The Government is mulling over implementing regulations to ensure that discarded electrical and electronic items are recycled and reused.
The move comes at a good time as China, the world's biggest dumping ground, is banning a lot of the trash reaching it from overseas. And as technology continues to become more pervasive, e-waste in Singapore is expected to increase.
Official figures put the total amount of e-waste generated here at 60,000 tonnes a year, half of which comes from households and the other from industry and commerce. Experts, however, suspect that it could be much more.
As e-waste discarded here is mostly handled by the informal sector made up of scrap traders and rag-and-bone men, its flow is hard to track and data on what gets recycled or incinerated is scarce.
These scrap traders and rag-and-bone men lack the skills to fully recycle the items they collect. Hence, metals like copper, aluminium and even gold, which can be salvaged from e-waste and used to make new products, end up being incinerated.
This adds to carbon emissions and contaminates the ash at the Semakau landfill.
Worse still, these scrap traders and rag-and-bone men may end up discharging chemical compounds which are harmful to both their health and the environment.

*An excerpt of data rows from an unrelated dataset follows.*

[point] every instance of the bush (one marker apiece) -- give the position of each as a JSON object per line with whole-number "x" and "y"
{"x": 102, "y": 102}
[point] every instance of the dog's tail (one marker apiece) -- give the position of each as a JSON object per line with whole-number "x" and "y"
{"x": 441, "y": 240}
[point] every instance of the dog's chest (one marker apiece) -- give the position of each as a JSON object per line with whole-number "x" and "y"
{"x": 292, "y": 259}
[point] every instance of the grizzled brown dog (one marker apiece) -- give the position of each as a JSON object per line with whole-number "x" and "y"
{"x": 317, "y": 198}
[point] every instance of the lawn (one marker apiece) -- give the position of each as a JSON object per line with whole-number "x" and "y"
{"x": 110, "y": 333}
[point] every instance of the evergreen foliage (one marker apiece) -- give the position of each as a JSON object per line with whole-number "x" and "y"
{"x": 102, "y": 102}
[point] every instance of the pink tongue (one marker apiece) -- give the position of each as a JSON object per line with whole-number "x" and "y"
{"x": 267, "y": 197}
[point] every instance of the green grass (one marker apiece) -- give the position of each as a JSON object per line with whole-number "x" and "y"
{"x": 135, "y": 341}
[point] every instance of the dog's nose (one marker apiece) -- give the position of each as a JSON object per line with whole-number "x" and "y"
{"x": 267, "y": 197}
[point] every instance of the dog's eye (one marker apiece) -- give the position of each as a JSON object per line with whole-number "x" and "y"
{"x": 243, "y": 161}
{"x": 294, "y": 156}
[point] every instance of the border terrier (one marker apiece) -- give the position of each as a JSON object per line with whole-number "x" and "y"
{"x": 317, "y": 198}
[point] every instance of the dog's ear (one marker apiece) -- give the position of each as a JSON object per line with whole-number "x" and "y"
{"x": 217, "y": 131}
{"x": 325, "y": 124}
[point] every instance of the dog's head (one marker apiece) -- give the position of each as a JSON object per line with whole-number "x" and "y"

The problem here is that there are hardly any e-waste collection programmes. Consumers find it hard to recycle, and recycling companies suffer from the lack of material to process.
The Government is considering taking on the Extended Producer Responsibility approach, where producers of electrical and electronic items must ensure their goods are recycled, for instance, through e-waste collection points in stores and one-for-one take-back services. The e-waste collected is then transported to licensed recycling facilities.
Such regulations will indeed help, but thought must be put into how the rag-and-bone men - whose livelihoods depend on waste - can be part of the solution.